Sunday 14 April 2019

Doug Ford, fiscal wimp

During last year's Provincial election campaign, Tory leader Doug Ford warned often and loudly about the dire fiscal straits Ontario was in, thanks to the fecklessness of Kathleen Wynne's Liberal government.  Once elected, Ford's Finance Minister Vic Fedeli tabled a Fall Fiscal Update that revised the new government's "inherited" fiscal deficit massively higher, using some dubious accounting techniques, and clearly seemed to be setting the stage for a draconian austerity budget.

It's not as if the Tories were wildly exaggerating the Province's fiscal situation.  Ontario is the world's most indebted non-sovereign jurisdiction, an unwelcome encomium it inherited from California (which has almost three times the population) a couple of years back.  Moody's downgraded the Province's debt rating to Aa2 back in December, and there have been warnings that Ontario's finances are in such poor shape that they could jeopardize the Federal Government's AAA rating.

So when budget day finally rolled around last week, what did we get?  Not very much, frankly.  There are widespread reductions in spending across the board, but very few of them are particularly drastic.

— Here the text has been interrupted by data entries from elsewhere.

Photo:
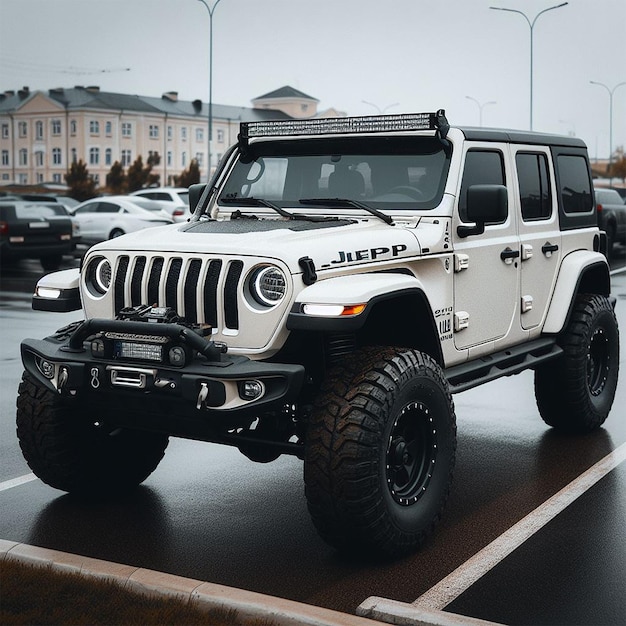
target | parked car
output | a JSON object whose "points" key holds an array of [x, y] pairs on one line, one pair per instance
{"points": [[34, 231], [172, 199], [611, 216], [112, 216]]}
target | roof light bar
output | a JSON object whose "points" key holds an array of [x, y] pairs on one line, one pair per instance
{"points": [[340, 125]]}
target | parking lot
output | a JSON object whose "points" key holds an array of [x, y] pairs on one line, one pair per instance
{"points": [[506, 551]]}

There are even a few new social initiatives of a distinctly progressive nature: dental care for low income seniors, a child care credit.  In addition, the day before the budget Ford promised to spend C$ 11 billion on an ambitious (if not yet fully thought-out) plan to improve public transit in Toronto. 

The net result: the oh-so-scary fiscal deficit that Ford and Fedeli warned about during campaign season will be eliminated over a full five-year period.  This means that Ontario will not return to a balanced budget -- much less start paying down that world-leading debt burden -- until after the next Provincial election.  This has not deterred the opposition parties from decrying Ford's heartlessness, but he hasn't given them very much to work with.

Perhaps we shouldn't be surprised.  Like their Republican counterparts south of the border, today's Ontario Tories are populist rather than truly conservative.  The Republicans have abandoned all pretense of fiscal rectitude under Donald Trump; Ford and his pals haven't gone that far, but it's clear that cutting spending sounds a lot better on the hustings than it does from inside the Premier's office. 

We saw the Premier's populist instincts at work from day one of his government -- the pointless "buck-a-beer" initiative, the firing of the "six million dollar man" at the top of Hydro One, and so on. Budget season has brought more in the same vein, with a continuing heavy emphasis on alcohol that's a little surprising, given Ford's late brother Doug's struggle with the demon rum. Ontarians will soon be able to purchase booze at corner stores, and it will be legal to have US-style "tailgate parties" in parking lots before sports events. 

Treating the Province's citizens like adults may be welcome, indeed overdue, but it's not what most people were looking for when they voted Tory last June.  However, it seems that Ford has quickly figured out that if he wants a second term in office -- and he seems to love the job, or at least the attention that comes with it -- then he needs to be something of a people-pleaser.  That will work as long as the economy stays in decent shape; the job will get a lot harder if we run into some tougher times.